La delegación estadounidense, compuesta por figuras de alto nivel como el enviado especial Steve Witkoff y Jared Kushner, yerno del ex presidente Donald Trump, fue recibida por importantes funcionarios paquistaníes, incluido el viceprimer ministro y ministro de Exteriores Ishaq Dar, y el jefe del Estado Mayor del Ejército, el mariscal de campo Syed Asim Munir.
En su recepción, Dar expresó optimismo sobre la posibilidad de que las conversaciones produzcan un diálogo constructivo.

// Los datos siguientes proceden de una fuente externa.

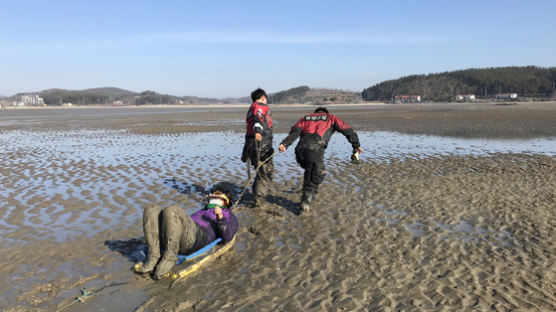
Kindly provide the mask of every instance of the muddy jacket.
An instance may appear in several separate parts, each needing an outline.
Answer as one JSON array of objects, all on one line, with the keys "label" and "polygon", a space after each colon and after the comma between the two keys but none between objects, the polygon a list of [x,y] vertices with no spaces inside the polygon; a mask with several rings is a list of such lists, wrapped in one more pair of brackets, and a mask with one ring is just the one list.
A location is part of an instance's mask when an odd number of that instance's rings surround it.
[{"label": "muddy jacket", "polygon": [[299,138],[296,146],[298,149],[325,149],[332,134],[338,131],[343,134],[353,150],[359,148],[359,138],[350,125],[339,117],[327,113],[313,113],[301,118],[290,130],[288,136],[282,141],[286,147]]},{"label": "muddy jacket", "polygon": [[268,105],[259,102],[251,104],[245,121],[247,122],[247,132],[242,160],[247,159],[251,153],[255,152],[255,133],[260,133],[263,136],[260,146],[263,154],[267,154],[269,151],[272,153],[272,116]]},{"label": "muddy jacket", "polygon": [[222,214],[224,217],[217,220],[214,209],[205,208],[191,215],[191,219],[206,232],[206,236],[203,238],[205,242],[201,245],[209,244],[218,237],[221,237],[224,242],[229,242],[234,238],[238,228],[237,218],[231,208],[223,208]]}]

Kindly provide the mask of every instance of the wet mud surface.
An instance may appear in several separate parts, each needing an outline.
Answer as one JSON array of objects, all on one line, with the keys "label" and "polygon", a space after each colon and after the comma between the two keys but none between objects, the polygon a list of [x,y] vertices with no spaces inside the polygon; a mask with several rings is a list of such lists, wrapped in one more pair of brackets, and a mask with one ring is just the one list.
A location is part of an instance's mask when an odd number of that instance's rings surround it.
[{"label": "wet mud surface", "polygon": [[[350,164],[334,135],[312,214],[295,213],[292,147],[268,203],[238,205],[226,255],[173,284],[134,275],[145,205],[193,212],[217,181],[242,190],[245,109],[1,111],[2,310],[53,311],[83,288],[67,311],[556,308],[549,104],[331,108],[365,152]],[[276,108],[275,145],[312,109]]]}]

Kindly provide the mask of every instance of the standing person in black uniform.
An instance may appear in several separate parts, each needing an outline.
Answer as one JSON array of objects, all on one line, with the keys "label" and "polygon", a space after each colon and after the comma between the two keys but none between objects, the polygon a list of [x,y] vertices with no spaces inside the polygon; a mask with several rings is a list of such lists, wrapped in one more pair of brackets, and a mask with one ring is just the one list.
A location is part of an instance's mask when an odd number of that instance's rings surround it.
[{"label": "standing person in black uniform", "polygon": [[272,182],[274,164],[271,157],[274,148],[272,147],[272,115],[267,104],[266,92],[259,88],[251,92],[251,99],[253,104],[249,107],[245,118],[247,132],[241,161],[246,162],[249,159],[255,169],[263,162],[257,170],[253,183],[253,206],[256,207],[265,200]]},{"label": "standing person in black uniform", "polygon": [[359,144],[357,133],[351,126],[339,117],[330,114],[324,107],[319,107],[314,113],[301,118],[292,128],[288,136],[280,143],[280,153],[285,152],[298,137],[299,143],[295,147],[295,158],[305,169],[303,174],[303,195],[299,213],[308,212],[319,184],[326,174],[324,166],[324,150],[335,131],[343,134],[353,147],[352,160],[358,160],[363,152]]}]

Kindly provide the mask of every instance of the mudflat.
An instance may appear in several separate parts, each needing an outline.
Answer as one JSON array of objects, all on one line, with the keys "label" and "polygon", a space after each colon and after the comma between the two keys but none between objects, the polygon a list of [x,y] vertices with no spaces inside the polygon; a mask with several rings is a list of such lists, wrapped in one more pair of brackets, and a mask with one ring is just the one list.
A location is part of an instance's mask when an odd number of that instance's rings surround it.
[{"label": "mudflat", "polygon": [[[272,106],[275,145],[314,108]],[[334,135],[310,215],[295,213],[292,146],[268,203],[250,208],[247,191],[238,204],[224,256],[174,283],[133,274],[145,205],[193,212],[214,183],[246,185],[246,109],[1,110],[2,310],[556,309],[552,102],[330,106],[364,153],[351,164]],[[76,302],[82,288],[94,294]]]}]

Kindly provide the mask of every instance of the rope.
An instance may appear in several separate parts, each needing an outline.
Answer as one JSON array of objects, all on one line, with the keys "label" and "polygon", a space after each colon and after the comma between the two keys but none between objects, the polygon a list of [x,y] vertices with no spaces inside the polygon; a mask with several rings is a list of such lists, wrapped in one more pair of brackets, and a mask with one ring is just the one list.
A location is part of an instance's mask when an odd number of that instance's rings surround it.
[{"label": "rope", "polygon": [[[276,156],[276,152],[272,153],[270,156],[268,156],[264,161],[260,161],[261,160],[261,149],[259,146],[257,146],[257,167],[255,168],[255,175],[251,175],[251,160],[247,160],[247,173],[248,173],[248,179],[247,182],[245,183],[245,185],[243,186],[243,190],[241,191],[241,194],[239,195],[239,197],[237,198],[237,200],[235,201],[234,205],[232,206],[232,209],[236,208],[237,204],[241,201],[241,198],[243,197],[243,195],[245,194],[245,191],[249,188],[249,185],[253,182],[253,179],[257,176],[257,173],[259,172],[259,169],[269,160],[271,160],[272,158],[274,158],[274,156]],[[129,282],[112,282],[110,284],[106,284],[104,286],[102,286],[101,288],[97,289],[96,291],[87,291],[86,288],[83,288],[81,290],[81,295],[75,297],[75,299],[70,302],[69,304],[61,307],[60,309],[56,310],[56,312],[62,312],[64,310],[66,310],[67,308],[71,307],[72,305],[74,305],[77,302],[84,302],[85,300],[89,299],[90,297],[92,297],[95,293],[98,293],[100,291],[102,291],[104,288],[107,287],[112,287],[112,286],[118,286],[118,285],[123,285],[123,284],[128,284]],[[173,284],[173,283],[172,283]],[[172,284],[170,284],[170,287],[172,287]],[[169,287],[169,288],[170,288]]]},{"label": "rope", "polygon": [[56,310],[56,312],[61,312],[66,310],[67,308],[71,307],[73,304],[77,303],[77,302],[83,302],[87,299],[89,299],[89,297],[92,297],[95,293],[92,291],[87,291],[86,288],[83,288],[81,290],[81,296],[77,296],[75,297],[75,299],[70,302],[68,305],[61,307],[60,309]]},{"label": "rope", "polygon": [[56,312],[62,312],[64,310],[66,310],[67,308],[71,307],[72,305],[74,305],[77,302],[84,302],[85,300],[91,298],[94,294],[99,293],[100,291],[102,291],[104,288],[119,286],[119,285],[124,285],[124,284],[129,284],[129,282],[112,282],[110,284],[106,284],[106,285],[100,287],[99,289],[97,289],[95,291],[88,291],[87,288],[83,288],[81,290],[81,295],[80,296],[75,297],[75,299],[72,302],[70,302],[69,304],[61,307],[58,310],[56,310]]},{"label": "rope", "polygon": [[[274,156],[276,156],[276,152],[272,153],[270,156],[268,156],[267,159],[265,159],[264,161],[258,161],[258,165],[255,168],[255,173],[259,172],[259,168],[261,168],[262,165],[264,165],[267,161],[269,161],[270,159],[272,159]],[[257,160],[260,160],[260,150],[257,150]],[[234,205],[232,206],[232,210],[234,208],[236,208],[237,204],[241,201],[241,198],[243,197],[243,194],[245,194],[245,191],[249,188],[249,185],[251,185],[251,182],[253,182],[253,179],[257,176],[257,174],[255,174],[254,176],[251,176],[251,172],[248,171],[249,173],[249,179],[247,180],[247,182],[245,183],[245,185],[243,186],[243,190],[241,191],[241,194],[239,194],[239,197],[237,198],[237,200],[235,201]]]}]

Pakistán ha ofrecido su apoyo continuo para facilitar el acercamiento entre ambas naciones con el objetivo de una solución sostenible.
Por su parte, la delegación iraní, llegada la noche anterior, está dirigida por el presidente del Parlamento, Mohammad Bagher Qalibaf, e incluye a varios altos funcionarios, como el ministro de Exteriores, Abas Araqchí, y el general Ali Akbar Ahmadian, secretario del Consejo Supremo de Seguridad Nacional.
Vance trae consigo instrucciones de la administración de Trump para presionar por la reapertura del Estrecho de Ormuz y obtener garantías sobre el programa nuclear de Irán, advirtiendo que, si no se llega a un acuerdo, se podría retomar la acción militar en un plazo de dos semanas.
“Estamos dispuestos a extender la mano si los iraníes negocian de buena fe. Si intentan engañarnos, no tendrán un equipo negociador receptivo”, dijo Vance. Mientras tanto, Trump ha declarado que Irán ya está “militarmente derrotado” y que resolverán el asunto, con o sin acuerdo.